Many free traders (including Ibbitson) are now urging the Canadian government to remove ISDS from the CETA, thus hopefully enticing the Europeans to finally sign off on it. But this will be harder than it looks. First, in the years of bargaining that has already gone on, every piece of agreed language reflects a tricky trade-off of competing demands. Suddenly removing one major clause will likely have unpredictable ramifications for other issues still in play — and possibly some that even been signed off. Second, trade negotiators everywhere will be looking at the implications of removing ISDS on trade talks in other, more important venues (like the TTIP or the Trans Pacific Partnership).

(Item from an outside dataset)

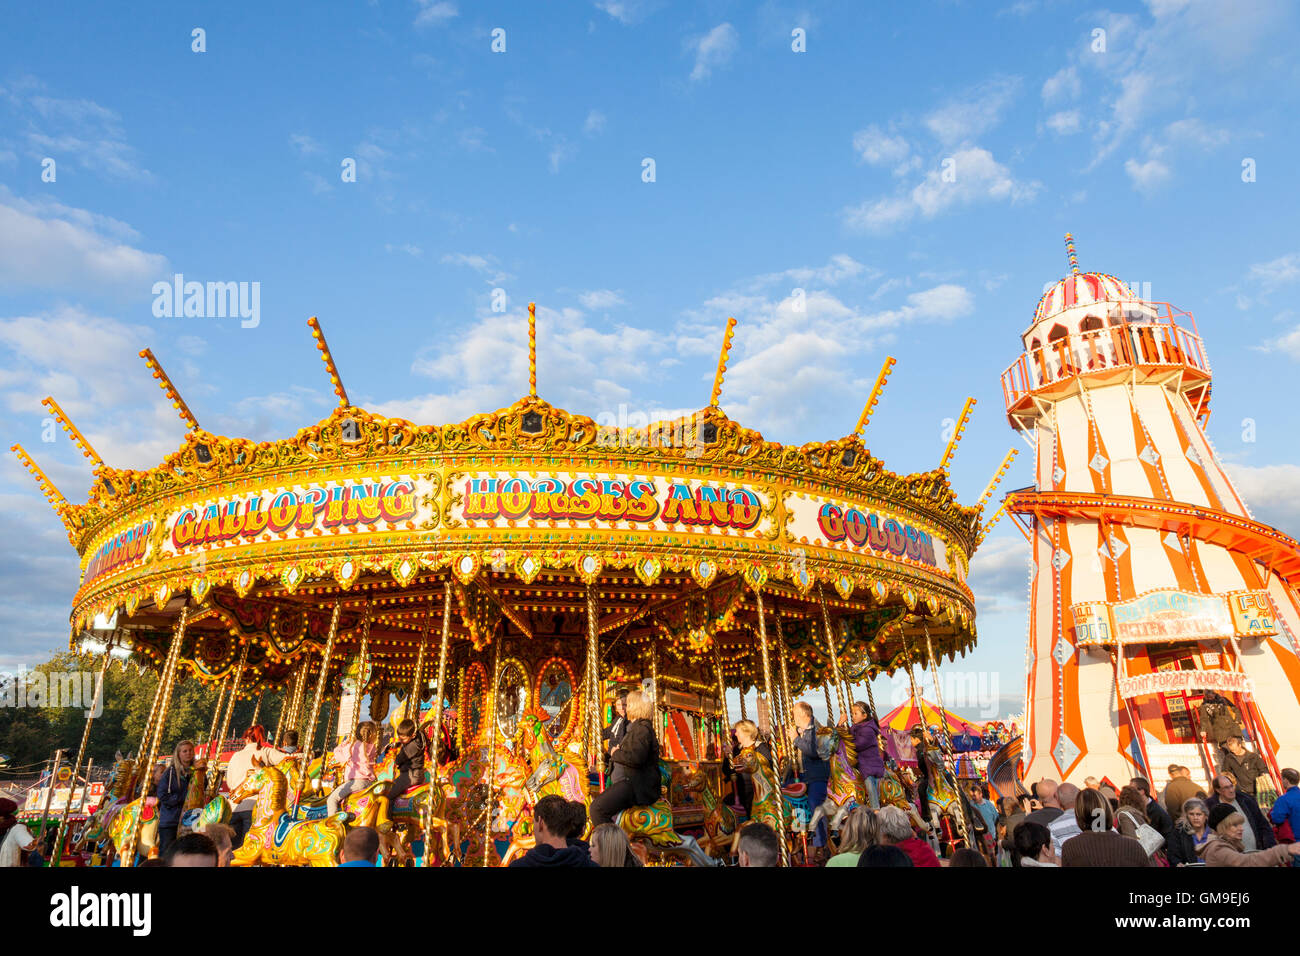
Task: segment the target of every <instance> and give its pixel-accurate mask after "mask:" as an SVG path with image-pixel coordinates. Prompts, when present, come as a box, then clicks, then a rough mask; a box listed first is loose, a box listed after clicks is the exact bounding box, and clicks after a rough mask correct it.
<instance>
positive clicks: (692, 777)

If the Harper government agrees to remove ISDS from a deal with Europe, how can it possibly justify keeping it in place with a place like China? It would represent a major retreat on an issue with major ideological importance for free-traders (namely, the idea that private sector investment is efficient and neutral and must be privileged with unique freedoms and powers). This government will not want to go there. On the other hand, it has staked so much on signing a CETA as a sign of its supposed economic “leadership,” that the Conservatives will be desperate to solve this problem — and quickly, given the approaching October 2015 election. (Of course, even implementing a CETA would have no positive impact on Canadian employment by the election, and any eventual effect is more likely to be negative. The deal’s value to the Conservatives is about optics, not economics.)
A CETA without ISDS is certainly better than one with it. And the blow to the credibility and legitimacy of this very negative feature of globalization is welcome and helpful. There are other provisions of CETA that are still dangerous and damaging, like the extension of drug patents (the cost of which would single-handedly wipe out all gains to Canadian consumers from lower tariffs on European imports), and big restrictions on domestic content rules (which are increasingly important to our sluggish job market). So ISDS is not the only controversy regarding CETA, but it is certainly stimulating some needed and important reconsideration.
I hope this latest development emboldens Canada’s opposition parties to demand the exclusion of ISDS from any proposed CETA — and to question why Canada tolerates it in other agreements (like the NAFTA or the Canada-China investment deal). And I hope that the growing worldwide concern with the profoundly anti-democratic nature of this practice forces negotiators to abandon it altogether. That way, trade negotiators could get back to talking about trade, and less about corporate rights.
Jim Stanford is an economist with Unifor.